The University of Minnesota wants more of its students to live on campus for their sophomore year.
This approach to student housing is gaining traction across the country, and University data show that students who live on campus tend to have higher graduation and retention rates.
Within the next few years, University officials are aiming to get 25 percent of freshman to return to on-campus housing — even as students increasingly choose to look for housing options off campus in surrounding neighborhoods.
“We’ve certainly seen some migration off campus over the past 10 years,” said Housing and Residential Life Director Laurie McLaughlin.
Currently, about one-fifth of freshmen who live in University housing stay on campus during their sophomore year, she said.
Compared to students who lived on campus for only one year, those who stayed two years were nearly 9 percent more likely to remain at the University for their third and fourth years of school, according to 2010 University data.
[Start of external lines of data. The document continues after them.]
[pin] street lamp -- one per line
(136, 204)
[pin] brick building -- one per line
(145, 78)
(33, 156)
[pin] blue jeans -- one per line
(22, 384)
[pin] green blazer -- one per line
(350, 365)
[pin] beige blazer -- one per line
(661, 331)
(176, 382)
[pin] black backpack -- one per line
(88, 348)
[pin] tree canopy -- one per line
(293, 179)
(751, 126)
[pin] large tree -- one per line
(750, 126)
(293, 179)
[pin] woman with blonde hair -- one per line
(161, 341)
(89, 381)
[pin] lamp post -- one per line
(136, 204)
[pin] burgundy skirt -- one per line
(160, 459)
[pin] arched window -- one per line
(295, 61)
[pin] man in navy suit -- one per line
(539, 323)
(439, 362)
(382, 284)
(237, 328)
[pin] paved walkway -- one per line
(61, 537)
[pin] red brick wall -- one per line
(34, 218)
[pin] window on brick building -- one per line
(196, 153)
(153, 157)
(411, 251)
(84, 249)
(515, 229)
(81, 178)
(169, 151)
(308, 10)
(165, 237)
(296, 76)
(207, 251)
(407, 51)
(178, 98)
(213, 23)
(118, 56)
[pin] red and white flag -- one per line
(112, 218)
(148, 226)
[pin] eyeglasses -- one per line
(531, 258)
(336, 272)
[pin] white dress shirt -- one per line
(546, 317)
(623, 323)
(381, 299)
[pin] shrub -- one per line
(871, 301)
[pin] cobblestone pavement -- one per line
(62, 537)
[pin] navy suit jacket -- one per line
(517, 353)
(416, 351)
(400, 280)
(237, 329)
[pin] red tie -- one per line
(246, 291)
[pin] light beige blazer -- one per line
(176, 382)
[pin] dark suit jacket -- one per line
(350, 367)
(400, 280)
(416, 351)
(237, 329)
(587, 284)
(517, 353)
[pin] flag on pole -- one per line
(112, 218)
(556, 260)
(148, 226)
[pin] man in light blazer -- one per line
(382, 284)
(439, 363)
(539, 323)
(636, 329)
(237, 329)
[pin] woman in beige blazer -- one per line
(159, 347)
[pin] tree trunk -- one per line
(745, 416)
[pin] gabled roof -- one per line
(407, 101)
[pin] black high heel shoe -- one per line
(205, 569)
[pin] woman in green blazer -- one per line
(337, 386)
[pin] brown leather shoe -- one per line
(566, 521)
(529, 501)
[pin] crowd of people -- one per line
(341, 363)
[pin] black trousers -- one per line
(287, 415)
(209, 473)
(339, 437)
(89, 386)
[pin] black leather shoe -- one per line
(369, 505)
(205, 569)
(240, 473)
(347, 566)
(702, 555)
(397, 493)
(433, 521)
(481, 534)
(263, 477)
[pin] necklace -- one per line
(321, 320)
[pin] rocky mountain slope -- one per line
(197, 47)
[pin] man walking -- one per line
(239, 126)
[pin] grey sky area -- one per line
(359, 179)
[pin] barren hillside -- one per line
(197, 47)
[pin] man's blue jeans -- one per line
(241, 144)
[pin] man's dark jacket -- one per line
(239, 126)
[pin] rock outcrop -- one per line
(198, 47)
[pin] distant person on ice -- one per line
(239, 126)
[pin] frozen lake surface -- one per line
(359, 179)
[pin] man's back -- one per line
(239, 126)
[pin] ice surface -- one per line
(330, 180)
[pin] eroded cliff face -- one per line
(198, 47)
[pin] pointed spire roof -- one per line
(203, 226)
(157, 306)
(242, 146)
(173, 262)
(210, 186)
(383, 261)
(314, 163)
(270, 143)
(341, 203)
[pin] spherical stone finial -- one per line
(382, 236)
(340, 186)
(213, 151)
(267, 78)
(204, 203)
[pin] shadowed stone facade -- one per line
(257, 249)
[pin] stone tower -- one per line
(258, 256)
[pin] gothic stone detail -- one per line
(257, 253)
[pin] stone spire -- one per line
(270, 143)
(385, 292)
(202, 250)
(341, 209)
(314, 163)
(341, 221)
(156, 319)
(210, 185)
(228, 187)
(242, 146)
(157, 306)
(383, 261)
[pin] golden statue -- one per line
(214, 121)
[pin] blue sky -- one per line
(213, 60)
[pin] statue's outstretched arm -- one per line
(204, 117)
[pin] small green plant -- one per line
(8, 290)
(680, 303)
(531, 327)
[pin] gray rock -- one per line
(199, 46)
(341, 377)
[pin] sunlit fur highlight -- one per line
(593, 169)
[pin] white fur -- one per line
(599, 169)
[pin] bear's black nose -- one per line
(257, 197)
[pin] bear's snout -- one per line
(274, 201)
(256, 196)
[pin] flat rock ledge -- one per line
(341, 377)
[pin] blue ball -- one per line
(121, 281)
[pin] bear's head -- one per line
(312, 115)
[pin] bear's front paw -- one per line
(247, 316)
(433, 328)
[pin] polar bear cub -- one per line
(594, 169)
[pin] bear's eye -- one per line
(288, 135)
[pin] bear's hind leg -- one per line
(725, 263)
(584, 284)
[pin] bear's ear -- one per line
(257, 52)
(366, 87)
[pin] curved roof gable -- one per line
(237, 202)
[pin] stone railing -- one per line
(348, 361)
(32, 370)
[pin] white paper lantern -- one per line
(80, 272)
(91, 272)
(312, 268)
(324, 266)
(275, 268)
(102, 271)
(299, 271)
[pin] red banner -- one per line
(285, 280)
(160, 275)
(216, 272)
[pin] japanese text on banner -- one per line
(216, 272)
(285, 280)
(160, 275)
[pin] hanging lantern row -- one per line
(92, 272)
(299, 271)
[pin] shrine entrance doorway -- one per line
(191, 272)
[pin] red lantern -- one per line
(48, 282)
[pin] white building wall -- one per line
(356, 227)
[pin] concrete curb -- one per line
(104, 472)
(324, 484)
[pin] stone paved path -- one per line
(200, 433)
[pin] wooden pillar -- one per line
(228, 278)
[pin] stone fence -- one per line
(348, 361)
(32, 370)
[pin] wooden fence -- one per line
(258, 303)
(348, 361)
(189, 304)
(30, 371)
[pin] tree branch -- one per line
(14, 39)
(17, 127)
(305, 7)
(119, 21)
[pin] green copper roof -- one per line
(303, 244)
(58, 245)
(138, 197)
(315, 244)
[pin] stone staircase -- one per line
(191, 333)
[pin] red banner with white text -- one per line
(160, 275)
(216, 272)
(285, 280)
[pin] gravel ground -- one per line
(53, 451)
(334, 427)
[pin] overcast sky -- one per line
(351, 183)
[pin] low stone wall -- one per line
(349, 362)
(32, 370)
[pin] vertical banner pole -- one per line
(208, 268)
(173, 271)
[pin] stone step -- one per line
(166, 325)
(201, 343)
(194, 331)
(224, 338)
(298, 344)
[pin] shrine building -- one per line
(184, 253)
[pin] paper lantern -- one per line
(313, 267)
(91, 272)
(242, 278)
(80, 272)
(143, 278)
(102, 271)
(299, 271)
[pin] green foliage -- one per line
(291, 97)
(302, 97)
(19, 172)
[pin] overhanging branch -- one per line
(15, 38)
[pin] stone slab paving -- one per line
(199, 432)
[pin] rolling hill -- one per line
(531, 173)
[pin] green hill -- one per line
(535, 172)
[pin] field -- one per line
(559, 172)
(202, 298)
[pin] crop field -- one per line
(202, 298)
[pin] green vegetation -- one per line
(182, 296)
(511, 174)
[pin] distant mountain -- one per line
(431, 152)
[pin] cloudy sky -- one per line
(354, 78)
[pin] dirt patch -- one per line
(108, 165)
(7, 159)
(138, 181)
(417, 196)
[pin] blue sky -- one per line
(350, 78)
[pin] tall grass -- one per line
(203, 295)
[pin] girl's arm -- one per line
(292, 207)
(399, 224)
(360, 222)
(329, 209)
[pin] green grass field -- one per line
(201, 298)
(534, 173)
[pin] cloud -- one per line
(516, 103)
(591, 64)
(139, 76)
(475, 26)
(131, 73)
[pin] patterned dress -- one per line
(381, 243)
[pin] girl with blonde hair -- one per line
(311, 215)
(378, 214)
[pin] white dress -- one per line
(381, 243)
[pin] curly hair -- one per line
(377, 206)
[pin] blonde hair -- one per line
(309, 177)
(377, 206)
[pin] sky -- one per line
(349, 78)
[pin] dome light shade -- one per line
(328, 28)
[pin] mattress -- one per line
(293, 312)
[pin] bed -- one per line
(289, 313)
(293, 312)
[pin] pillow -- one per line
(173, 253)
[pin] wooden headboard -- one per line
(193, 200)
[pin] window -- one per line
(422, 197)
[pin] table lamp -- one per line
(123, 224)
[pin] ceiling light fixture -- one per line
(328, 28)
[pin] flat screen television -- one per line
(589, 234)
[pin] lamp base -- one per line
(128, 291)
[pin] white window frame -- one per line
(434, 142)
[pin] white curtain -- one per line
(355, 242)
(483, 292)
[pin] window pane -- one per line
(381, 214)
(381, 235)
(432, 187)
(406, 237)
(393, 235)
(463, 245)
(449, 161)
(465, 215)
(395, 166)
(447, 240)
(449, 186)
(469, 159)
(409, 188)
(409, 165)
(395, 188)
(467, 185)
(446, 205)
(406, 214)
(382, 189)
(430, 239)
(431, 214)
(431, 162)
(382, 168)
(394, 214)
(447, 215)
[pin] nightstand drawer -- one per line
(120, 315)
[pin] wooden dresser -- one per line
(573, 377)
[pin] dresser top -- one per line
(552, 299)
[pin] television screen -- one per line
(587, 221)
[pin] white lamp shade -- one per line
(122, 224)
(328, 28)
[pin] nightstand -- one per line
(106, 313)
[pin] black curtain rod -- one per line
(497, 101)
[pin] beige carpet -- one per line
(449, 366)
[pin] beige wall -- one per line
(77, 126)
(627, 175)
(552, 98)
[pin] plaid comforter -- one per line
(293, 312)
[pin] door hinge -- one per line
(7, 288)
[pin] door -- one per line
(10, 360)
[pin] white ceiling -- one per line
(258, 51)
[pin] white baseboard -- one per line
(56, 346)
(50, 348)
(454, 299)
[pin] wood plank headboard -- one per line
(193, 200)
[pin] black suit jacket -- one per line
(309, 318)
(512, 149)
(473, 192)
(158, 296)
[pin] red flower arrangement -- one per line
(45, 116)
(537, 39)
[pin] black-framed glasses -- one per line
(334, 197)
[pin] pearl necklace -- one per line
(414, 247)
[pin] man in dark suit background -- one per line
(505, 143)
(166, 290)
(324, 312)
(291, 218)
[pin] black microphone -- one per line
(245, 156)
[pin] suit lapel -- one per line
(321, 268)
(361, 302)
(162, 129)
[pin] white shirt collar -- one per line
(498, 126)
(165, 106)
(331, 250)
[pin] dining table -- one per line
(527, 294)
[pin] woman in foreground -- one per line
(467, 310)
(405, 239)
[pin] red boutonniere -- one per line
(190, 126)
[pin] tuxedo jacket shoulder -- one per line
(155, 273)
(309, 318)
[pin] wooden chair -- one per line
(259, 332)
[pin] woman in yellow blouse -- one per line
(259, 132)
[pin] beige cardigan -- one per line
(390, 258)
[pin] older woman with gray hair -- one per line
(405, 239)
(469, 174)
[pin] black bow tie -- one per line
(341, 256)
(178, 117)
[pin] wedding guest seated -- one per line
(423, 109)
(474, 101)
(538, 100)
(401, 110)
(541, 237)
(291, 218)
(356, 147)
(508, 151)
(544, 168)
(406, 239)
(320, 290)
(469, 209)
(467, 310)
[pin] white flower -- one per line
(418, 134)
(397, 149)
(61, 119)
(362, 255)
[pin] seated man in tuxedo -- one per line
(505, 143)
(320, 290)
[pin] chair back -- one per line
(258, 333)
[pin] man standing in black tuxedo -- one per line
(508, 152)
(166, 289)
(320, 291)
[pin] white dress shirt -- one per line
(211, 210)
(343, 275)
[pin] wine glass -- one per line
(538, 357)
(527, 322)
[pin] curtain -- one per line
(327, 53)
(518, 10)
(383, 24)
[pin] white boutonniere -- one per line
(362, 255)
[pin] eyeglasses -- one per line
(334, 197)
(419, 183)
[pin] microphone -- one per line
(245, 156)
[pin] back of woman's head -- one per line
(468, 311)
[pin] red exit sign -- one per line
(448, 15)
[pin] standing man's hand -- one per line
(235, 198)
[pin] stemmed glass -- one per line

Four-year graduation rates, too, are consistently higher for students who spend two years in University housing, according to Board of Regents documents.
But since 2007, the number of students returning to University housing has trended downward.
To entice more students to return, McLaughlin said the University will work to communicate the benefits of living on campus.
Since freshmen begin considering their second-year housing options in the fall, part of the University’s strategy will be to market to students early in the academic year, McLaughlin said. Officials also plan to communicate with parents on the issue and hold focus groups with students to explore different ways to get sophomores to return.
Reaching the goal of 25 percent of sophomores living on campus is feasible even with the current residential halls’ space, McLaughlin said, but going beyond that figure would require more strategic thinking.
“We wouldn’t have the capacity to house every first-year student who chose to return,” she said.
The University has one of the lowest ratios of on-campus beds to undergraduate students in the Big Ten, according to a fall 2013 Marquette Advisors study.
To open up on-campus housing space in the future, the University might consider limiting the number of students who can live on campus for more than two or three years, McLaughlin said, but that plan isn’t currently in place.
Other Big Ten universities are also increasing their focus on recruiting students to live on campus for a second year.
“I do think it’s on everyone’s radar,” McLaughlin said.
Ohio State University is planning to require sophomores to live on campus as part of its Second-Year Transformational Experience Program, said Dave Isaacs, a spokesman for the school’s Office of Student Life. The college already requires its freshmen to live on campus, and the sophomore requirement will likely come in the next few years, he said.
The second-year program at OSU connects students with faculty members, and it will also provide funding for students to pursue opportunities like study abroad and internships, Isaacs said.
Living on campus can be a worthwhile option for students who plan to study abroad for a semester, since it’s easier to get out of a University of Minnesota housing contract and avoid paying rent for an entire year, said Stephanie Murch, a University sophomore who is living on campus for a second year this fall.
Murch said she largely based her housing decision on residence halls’ convenient locations and the ease of not having to sign an off-campus lease.
But she said a requirement for all sophomores to live on campus would take the issue a step too far. Some students don’t feel like adults if they live under the supervision of university employees, she said.
The University of Illinois at Urbana-Champaign encourages students to live on campus for more than one year — but only to a certain point, said Kirsten Ruby, the college’s associate director of housing for communications and marketing.
“If they all [returned], we wouldn’t have space for everybody,” she said.
Although the University of Minnesota isn’t considering a requirement for sophomores to live on campus, McLaughlin said, administrators still want more of them to take advantage of the institution’s housing options.
“I think there’s still a lot to offer for second-year students,” McLaughlin said.